Richland: What’s New?
It’s hard to tell much about the Richland design. Suffice it to say that it is the same Trinity but with slightly higher clock rates. According to AMD’s current plans, the Richland is a minor upgrade on the Trinity which should keep users entertained until the company has finished its truly innovative hybrid processors codenamed Kaveri. It is then that we will see a whole lot of new features: the Steamroller microarchitecture, GCN-class graphics, and support for heterogeneous computing with fully unified memory.
As for the Richland, it consists of the same constituents as the Trinity: Piledriver modules and a VLIW4 graphics core. The integrated graphics has been rebranded, too. AMD calls it Radeon HD 8000 but it is almost the same as in the Trinity where it used to belong to the Radeon HD 7000 class and has the same architecture as discrete graphics cards of the Radeon HD 6900 series.
Richland CPUs are manufactured on 32nm tech process, which is used for all other desktop CPUs from AMD, so their semiconductor die doesn’t differ from the Trinity die visually. It is 246 sq. mm large, incorporating about 1.3 billion transistors. About 42% of the transistor budget is allotted for the graphics core.
The semiconductor die being the same, we cannot expect the Richland to get faster by means of more x86 cores or shader processors. As before, the senior APU models are based on two Piledriver modules, so they have four execution cores. The maximum version of the graphics core only has 384 unified shader processors.
So why did they change the brand name on the Trinity series, especially as the latter was introduced less than a year ago? On the mobile market AMD makes up for the lack of hardware innovations by means of software tools. For mobile Richland-based APUs these include accelerated system startup, gesture control, face recognition, wireless connection of TV-sets, and driver-level real-time video processing. Increased battery life and certain performance improvements (thanks to higher clock rates and modified Turbo Core technology) top this up.
It would be pointless to provide this set of features with desktop Richland-based APUs, so AMD has limited itself to a small increase in performance and a more aggressive Turbo Core. Using more accurate APU die monitoring and flexible voltage and frequency control, AMD promises that its Richland-based APUs will stay up to 25% longer in the turbo mode than their predecessors.
As for default clock rates, the peak clock rate of the x86 cores is increased by 5-10% in the Richland compared to the Trinity. The graphics core has become 6-11% faster. The slow progress is due to the fact that the new Socket FM2 APUs have the same TDP as their predecessors: 65 and 100 watts.
For the desktop Richland APUs not to be too much alike to their Trinity predecessors, AMD talks about an improved memory controller. The company’s desktop APUs now officially support DDR3-2133 SDRAM, even though in the top-end model only.
Otherwise, the Richland is the same as the Trinity.

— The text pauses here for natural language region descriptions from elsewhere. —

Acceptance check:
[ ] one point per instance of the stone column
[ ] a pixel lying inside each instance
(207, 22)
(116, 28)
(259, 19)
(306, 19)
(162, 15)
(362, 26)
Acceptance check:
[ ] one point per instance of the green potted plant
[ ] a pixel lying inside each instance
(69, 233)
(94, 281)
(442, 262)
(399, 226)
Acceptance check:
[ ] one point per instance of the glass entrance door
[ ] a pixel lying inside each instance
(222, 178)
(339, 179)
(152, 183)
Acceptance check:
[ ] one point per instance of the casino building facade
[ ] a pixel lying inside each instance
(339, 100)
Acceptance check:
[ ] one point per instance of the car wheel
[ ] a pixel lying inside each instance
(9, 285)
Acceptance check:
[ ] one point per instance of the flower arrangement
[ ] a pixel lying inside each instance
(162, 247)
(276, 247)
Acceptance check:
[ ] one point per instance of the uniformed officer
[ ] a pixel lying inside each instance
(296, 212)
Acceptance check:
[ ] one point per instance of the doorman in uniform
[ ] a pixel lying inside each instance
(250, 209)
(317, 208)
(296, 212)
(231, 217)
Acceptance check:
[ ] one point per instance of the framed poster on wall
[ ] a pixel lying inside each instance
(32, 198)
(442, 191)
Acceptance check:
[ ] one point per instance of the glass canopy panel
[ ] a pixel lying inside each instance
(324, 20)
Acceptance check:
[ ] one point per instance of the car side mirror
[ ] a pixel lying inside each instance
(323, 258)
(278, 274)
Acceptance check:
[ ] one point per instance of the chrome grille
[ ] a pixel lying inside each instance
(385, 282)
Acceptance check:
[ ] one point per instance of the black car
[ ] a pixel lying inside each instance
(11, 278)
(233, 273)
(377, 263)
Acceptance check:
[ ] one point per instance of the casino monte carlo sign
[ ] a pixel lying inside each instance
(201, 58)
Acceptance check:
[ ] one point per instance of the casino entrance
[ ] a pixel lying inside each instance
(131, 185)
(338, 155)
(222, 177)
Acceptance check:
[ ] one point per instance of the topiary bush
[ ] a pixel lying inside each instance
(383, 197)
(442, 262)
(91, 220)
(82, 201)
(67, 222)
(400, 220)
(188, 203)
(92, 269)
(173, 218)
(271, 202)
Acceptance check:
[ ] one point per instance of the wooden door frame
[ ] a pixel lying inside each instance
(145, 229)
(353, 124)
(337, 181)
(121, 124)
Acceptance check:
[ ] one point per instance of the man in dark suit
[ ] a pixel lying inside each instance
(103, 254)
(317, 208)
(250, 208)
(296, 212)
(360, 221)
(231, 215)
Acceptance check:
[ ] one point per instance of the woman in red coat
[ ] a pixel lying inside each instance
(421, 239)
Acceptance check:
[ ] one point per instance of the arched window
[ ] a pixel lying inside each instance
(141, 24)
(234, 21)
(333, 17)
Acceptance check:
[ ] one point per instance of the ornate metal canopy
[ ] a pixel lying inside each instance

And that's not so bad after all since it is fully compatible with the existing Socket FM2 ecosystem. The Richland doesn’t call for new mainboards, working smoothly on platforms with old A85X, A75 and A55 chipsets after a BIOS update. Dual Graphics configurations are supported so the integrated graphics core of the new APUs can be combined in CrossFireX subsystems together with discrete graphics cards of AMD Radeon HD 6450, 6570 and 6670 series.